Could the ambitious Saudi crown prince unleash a storm across the Middle East?
Can such quiet cooperation continue? Not if the Saudis sabotage the country's economy in what they describe as an effort to punish Hezbollah.
For the U.S., Lebanon poses what's becoming a recurring challenge -- how to encourage MBS' push to modernize the kingdom without letting him drive Saudi Arabia and the region off a cliff.
Call it the MBS conundrum: The headstrong crown prince jumped into what U.S. officials thought was an unwise war in Yemen; it's still raging, despite U.S. attempts to find a settlement. MBS escalated a feud with meddlesome neighbor Qatar; Secretary of State Rex Tillerson has tried unsuccessfully to mediate. This week in Lebanon, the U.S. was again attempting damage control, as Ambassador Elizabeth Richard pledged $42 million for the Lebanese army and expressed support for "a stable, secure, democratic, and prosperous Lebanon."
The rivalry between Iran and Saudi Arabia has been ripping the fabric of the Middle East since the Iranian revolution of 1979, spawning terrorist movements and proxy wars among Shiite and Sunni allies of the two nations.

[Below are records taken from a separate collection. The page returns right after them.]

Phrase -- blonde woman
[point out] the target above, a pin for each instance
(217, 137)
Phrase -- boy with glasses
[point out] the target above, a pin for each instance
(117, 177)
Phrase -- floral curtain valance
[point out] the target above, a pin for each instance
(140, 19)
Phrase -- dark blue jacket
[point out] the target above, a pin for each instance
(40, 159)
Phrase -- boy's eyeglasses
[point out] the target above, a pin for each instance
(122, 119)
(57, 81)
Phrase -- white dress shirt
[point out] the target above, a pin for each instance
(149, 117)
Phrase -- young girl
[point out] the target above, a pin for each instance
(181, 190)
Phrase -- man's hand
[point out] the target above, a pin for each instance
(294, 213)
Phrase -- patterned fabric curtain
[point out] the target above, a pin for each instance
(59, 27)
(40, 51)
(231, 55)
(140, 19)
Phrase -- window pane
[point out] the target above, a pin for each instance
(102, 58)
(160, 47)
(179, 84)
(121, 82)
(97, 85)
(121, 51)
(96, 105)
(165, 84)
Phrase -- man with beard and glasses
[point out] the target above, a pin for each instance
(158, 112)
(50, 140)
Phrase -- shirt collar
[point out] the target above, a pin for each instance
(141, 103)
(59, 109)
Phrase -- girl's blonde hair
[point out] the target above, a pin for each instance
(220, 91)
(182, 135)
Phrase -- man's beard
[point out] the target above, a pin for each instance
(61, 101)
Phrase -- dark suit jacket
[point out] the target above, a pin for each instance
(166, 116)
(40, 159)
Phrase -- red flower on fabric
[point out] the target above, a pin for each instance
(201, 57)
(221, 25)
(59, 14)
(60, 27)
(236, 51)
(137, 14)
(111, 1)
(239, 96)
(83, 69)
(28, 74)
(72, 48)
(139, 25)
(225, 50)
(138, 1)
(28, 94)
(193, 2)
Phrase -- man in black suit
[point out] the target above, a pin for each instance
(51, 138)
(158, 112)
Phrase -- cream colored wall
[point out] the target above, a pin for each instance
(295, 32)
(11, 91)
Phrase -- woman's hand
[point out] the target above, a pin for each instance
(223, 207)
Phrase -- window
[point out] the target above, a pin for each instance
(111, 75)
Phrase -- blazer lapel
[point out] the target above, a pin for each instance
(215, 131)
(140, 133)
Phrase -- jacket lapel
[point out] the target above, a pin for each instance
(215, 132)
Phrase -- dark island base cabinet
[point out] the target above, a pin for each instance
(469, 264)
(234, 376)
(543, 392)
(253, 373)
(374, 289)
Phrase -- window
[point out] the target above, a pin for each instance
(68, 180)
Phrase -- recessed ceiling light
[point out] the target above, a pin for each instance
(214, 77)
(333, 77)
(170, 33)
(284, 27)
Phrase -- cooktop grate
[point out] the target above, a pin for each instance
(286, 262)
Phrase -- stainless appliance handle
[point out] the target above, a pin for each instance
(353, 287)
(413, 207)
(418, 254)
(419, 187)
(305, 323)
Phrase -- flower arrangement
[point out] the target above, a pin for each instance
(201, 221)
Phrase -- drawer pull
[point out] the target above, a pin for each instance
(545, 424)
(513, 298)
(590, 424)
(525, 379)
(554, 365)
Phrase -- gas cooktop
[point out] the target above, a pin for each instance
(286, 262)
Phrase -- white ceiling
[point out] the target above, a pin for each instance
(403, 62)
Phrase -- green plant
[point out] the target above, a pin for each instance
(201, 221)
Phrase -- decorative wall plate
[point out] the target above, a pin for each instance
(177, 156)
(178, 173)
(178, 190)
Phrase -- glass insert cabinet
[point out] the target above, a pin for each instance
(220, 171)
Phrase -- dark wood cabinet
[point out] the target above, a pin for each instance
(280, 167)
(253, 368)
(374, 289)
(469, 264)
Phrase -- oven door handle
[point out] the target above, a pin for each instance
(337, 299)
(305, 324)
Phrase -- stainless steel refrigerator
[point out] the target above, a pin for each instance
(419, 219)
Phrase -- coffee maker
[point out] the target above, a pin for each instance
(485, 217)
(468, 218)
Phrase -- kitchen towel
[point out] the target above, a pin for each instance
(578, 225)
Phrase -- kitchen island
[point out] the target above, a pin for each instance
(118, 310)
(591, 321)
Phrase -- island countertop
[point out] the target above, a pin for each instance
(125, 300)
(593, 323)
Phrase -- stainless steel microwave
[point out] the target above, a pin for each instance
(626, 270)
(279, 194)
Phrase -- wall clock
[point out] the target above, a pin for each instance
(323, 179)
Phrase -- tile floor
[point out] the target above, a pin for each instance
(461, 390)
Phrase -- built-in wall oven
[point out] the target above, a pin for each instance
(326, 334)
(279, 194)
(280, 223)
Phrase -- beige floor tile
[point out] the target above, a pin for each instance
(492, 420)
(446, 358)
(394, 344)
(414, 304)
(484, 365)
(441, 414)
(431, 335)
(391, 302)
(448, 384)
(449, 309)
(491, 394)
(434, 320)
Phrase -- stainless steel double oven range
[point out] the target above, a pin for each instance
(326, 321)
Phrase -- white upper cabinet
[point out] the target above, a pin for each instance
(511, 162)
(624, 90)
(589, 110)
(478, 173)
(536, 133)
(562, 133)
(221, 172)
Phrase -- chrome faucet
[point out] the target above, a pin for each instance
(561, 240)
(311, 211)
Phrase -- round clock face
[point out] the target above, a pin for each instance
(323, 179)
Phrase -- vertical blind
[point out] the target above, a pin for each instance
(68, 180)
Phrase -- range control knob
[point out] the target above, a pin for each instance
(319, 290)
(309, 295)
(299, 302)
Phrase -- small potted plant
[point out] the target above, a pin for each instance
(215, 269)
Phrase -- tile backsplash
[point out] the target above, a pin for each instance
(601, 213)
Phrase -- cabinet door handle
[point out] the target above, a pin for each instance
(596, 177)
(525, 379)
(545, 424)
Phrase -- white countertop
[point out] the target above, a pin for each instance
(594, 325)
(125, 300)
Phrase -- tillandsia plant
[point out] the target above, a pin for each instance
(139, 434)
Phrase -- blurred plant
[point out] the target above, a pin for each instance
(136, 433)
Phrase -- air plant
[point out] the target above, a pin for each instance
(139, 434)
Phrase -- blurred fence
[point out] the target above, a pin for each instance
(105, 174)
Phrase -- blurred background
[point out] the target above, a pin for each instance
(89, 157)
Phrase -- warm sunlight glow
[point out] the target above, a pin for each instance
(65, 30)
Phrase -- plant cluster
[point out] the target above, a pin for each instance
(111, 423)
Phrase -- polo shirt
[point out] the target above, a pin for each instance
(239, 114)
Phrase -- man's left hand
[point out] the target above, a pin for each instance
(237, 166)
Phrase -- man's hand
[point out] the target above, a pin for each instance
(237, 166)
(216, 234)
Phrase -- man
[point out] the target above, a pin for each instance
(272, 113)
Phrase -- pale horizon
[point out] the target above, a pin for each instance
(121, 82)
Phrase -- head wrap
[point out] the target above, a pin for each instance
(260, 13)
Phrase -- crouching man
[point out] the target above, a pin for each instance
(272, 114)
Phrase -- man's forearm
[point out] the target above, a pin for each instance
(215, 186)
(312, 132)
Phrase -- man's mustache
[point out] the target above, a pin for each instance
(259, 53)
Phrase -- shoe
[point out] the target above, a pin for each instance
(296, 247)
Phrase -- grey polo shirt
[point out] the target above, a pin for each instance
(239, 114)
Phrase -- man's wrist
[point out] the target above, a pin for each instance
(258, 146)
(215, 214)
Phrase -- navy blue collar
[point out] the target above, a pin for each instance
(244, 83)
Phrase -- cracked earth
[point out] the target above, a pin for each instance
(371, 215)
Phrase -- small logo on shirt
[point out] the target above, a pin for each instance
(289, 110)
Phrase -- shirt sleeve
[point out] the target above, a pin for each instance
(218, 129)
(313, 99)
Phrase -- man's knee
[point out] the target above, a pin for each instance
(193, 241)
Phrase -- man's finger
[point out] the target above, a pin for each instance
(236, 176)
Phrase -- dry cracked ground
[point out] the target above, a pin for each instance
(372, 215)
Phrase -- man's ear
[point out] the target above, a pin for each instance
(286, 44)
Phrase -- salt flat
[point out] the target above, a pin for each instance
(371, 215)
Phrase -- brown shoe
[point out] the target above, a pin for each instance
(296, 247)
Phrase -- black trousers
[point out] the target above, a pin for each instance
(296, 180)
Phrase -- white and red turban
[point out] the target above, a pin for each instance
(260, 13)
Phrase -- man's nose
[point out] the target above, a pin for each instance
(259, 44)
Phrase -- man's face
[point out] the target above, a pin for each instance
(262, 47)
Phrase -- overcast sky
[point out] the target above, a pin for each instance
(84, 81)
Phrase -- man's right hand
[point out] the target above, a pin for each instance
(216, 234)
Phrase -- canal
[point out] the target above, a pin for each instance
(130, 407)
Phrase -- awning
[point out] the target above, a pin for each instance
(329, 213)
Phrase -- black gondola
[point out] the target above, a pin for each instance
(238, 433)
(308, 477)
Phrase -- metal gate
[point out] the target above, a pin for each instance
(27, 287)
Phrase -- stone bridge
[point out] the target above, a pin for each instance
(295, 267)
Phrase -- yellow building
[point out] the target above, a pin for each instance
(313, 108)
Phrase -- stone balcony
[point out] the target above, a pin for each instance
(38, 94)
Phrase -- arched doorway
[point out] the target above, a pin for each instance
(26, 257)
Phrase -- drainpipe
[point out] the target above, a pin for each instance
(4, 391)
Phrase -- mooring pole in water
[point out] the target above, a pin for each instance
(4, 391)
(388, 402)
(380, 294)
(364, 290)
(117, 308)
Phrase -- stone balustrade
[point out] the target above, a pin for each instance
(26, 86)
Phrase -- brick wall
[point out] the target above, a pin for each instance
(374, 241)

This sectarian bloodletting seemed unstoppable when a strong, arrogant Iran faced a weak, confused Saudi Arabia.
MBS wants to become the powerful Sunni leader who could eventually balance the region -- and open the way for a grand bargain that would bring stability. That's a desirable outcome. But in the short term, the challenge for Washington is to prevent this would-be strongman from blowing up himself and his neighbors.
Another failed state in the Middle East is not in America's interests.